New Hampshire To Go Smoke-Free
By Philip Elliott, Associated Press Writer | May 31, 2007
CONCORD, N.H. --New Hampshire soon will be joining its New England neighbors in banning smoking in bars and restaurants.
The House voted 224-117 Thursday to send a bill imposing the ban to Gov. John Lynch, who has said he will sign it. It will take effect 90 days later.
The bill died on a 12-11 vote in the Senate last year. This year, it passed the Senate easily, partly due to Democrats assuming control of the chamber in November.
More than a dozen states and hundreds of cities and counties around the country ban smoking in restaurants, bars or both. New Hampshire is the only state in New England that does neither.
Supporters say the ban is needed to protect workers and customers from the health risks of second-hand smoke.
"Employees should not be forced to sign away their health to earn a living," said Rep. Tara Reardon, a Concord Democrat. "This bill is not antismoker. It is antismoke."
Opponents argued the state should instead educate the public about the dangers of smoking and second-hand smoke. They also said restaurant and bar owners should decide when or if to ban smoking, not the state.
"The last time I checked, it was a legal activity," said Rep. John Hunt, a Rindge Republican who tried to amend the bill to allow "fully enclosed" smoking rooms in some businesses. The rooms would have been required to have separate ventilation systems, and employees would have been able to choose whether to enter them.
"There are bars that cater to smokers. ... Some of them are in your towns. And you are about to pass a bill -- if you don't pass this amendment -- that will put them out of business," Hunt said.
Despite the plea, the House defeated the amendment 216-135. Others joined the discrimination argument, however.

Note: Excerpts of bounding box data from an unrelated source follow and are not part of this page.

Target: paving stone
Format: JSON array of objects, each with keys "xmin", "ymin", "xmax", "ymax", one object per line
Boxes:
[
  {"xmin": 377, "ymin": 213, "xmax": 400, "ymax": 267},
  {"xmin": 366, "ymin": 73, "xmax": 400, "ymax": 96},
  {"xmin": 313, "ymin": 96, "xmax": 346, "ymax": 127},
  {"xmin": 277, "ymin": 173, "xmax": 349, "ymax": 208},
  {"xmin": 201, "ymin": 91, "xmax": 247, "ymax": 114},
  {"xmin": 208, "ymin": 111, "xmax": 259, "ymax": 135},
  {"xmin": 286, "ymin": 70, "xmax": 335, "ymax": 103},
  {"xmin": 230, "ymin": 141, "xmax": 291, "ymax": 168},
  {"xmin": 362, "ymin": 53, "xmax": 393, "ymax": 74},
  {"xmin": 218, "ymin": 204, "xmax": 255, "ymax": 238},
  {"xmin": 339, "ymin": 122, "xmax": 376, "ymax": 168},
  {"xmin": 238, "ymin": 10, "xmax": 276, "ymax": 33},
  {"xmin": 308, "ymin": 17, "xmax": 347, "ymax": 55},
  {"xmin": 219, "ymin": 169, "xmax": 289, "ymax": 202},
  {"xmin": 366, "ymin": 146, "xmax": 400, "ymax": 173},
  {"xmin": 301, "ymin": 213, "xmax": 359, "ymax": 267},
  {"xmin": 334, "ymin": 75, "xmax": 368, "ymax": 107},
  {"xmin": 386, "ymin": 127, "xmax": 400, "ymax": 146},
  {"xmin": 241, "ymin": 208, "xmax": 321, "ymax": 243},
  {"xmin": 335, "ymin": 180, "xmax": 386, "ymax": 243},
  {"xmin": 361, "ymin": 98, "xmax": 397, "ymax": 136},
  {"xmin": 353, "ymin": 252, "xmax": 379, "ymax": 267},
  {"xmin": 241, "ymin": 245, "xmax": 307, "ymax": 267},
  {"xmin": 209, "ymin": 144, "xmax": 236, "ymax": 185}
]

"Smokers are the only minorities I know of that society throws out into the cold in winter time," said Rep. Kenneth Weyler of Kingston. "Those zealots are out to eliminate all smoking in society."
Supporters of the bill said allowing smoking rooms would make it difficult for workers to say no to their employers. They said the rooms would be bad for smokers and their children, and for anyone seated near their doors.
Rep. Steve Vaillancourt, R-Manchester, said the bill doesn't go far enough.
"If we are going to do it, we should do it in these filthy little bars that masquerade as social, fraternal and religious organizations," Vaillancourt said. "The pope, if he smokes, will hurt you as much as a sailor on shore leave."
Social, fraternal and religious organizations and their private events are exempt from the ban. Smoking is permitted at the organizations' public events, such as bingo nights, only if smoking areas can be segregated effectively.
The House soundly defeated Vaillancourt's bid to eliminate the exemptions for social, fraternal and religious organizations.
New Hampshire already bans smoking in public buildings, offices and work places, except in smoking areas that are effectively segregated from nonsmoking areas.
Smoking also is banned in schools, child care agencies, hospitals, grocery stores, elevators, buses, tramways and gondolas.
An anti-smoking group, Clean Air Works for New Hampshire, praised the vote.
"This is a great day for workers in New Hampshire. This bipartisan legislation removes second-hand smoke from bars and restaurants and will improve air quality for workers across the state," spokeswoman Sarah Chaisson Warner said.
American Lung Association of New Hampshire President and CEO Daniel Fortin also applauded the move.
"This will positively impact not only the patrons of our state's restaurants and cocktail lounges, but also the many hospitality industry workers who truly deserve to have a smoke-free work environment," he said.